Eventually, the Police Department reins will be passed to someone of the mayor's liking, but Flynn may have to wait for 31/2 years, when Commissioner Jordan's current term runs out.

Jordan may be an able commissioner, dedicated to excellence in law enforcement, but his effectiveness may be weakened because he lacks the confidence of Boston's elected chief executive.

Unless he wins Flynn over - something that seems increasingly unlikely - Jordan can expect to become an unwelcome member of the administration and may encounter mounting pressure to get out.

The commissioner is determined to keep his $60,000-a-year job, but he can take little comfort from the fact that few people have publicly rallied to his support. In addition, opposition appears to be growing in Police Department ranks. Jordan loyalists notwithstanding, the two groups with the lion's share of agency employees - the Boston Police Patrolmen's Association and the Police Superior Officers' Federation - have denounced his leadship in the past several months.

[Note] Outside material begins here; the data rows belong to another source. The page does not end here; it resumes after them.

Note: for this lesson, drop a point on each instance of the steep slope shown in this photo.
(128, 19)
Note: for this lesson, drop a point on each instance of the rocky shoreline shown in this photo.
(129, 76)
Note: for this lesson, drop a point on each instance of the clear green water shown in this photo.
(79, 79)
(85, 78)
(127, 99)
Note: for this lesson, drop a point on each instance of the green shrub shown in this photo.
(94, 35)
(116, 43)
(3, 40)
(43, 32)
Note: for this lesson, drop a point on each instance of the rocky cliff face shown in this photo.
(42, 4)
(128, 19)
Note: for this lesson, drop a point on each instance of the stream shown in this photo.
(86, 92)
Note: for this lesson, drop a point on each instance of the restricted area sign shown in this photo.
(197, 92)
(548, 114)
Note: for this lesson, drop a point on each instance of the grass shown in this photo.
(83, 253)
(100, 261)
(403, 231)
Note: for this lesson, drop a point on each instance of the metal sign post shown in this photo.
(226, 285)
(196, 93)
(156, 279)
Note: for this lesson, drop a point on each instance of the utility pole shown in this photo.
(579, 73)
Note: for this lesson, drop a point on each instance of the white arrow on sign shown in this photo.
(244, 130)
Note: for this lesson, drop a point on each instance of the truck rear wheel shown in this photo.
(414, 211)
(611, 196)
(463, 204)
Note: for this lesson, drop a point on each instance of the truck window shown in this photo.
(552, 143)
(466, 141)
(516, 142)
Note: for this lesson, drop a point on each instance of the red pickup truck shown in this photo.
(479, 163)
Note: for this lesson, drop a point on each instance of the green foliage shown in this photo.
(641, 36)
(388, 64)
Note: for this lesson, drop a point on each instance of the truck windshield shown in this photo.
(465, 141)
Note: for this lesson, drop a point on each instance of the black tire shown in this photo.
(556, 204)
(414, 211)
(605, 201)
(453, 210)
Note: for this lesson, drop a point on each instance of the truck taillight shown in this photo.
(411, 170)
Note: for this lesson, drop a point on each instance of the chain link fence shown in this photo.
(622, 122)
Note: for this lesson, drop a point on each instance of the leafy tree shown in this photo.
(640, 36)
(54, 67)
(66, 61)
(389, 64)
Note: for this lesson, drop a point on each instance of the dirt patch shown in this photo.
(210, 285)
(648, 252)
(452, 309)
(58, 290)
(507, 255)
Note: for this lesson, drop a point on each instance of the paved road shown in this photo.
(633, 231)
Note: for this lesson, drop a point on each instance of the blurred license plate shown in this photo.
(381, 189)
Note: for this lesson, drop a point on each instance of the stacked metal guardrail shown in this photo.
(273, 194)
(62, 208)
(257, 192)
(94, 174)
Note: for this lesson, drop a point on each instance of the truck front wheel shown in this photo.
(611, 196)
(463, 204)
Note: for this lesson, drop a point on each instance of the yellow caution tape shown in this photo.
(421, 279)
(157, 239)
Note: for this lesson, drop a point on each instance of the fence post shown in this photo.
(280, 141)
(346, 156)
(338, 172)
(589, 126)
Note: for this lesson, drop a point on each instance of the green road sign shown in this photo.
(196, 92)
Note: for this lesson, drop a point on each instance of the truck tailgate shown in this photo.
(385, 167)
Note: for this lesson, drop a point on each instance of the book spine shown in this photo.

Finally, a coalition of black community leaders from Roxbury, Dorchester, and the South End have been angered by the way the department handled charges of police brutality. Last December, the coalition called for Jordan's resignation.

The job of police commissioner should not be a popularity contest. At the very least, however, support of the mayor seems essential - no matter how competent and well-intentioned the chief might be. Having a holdover from a previous city administration, especially an administration that had different priorities and approaches, appears to make little sense.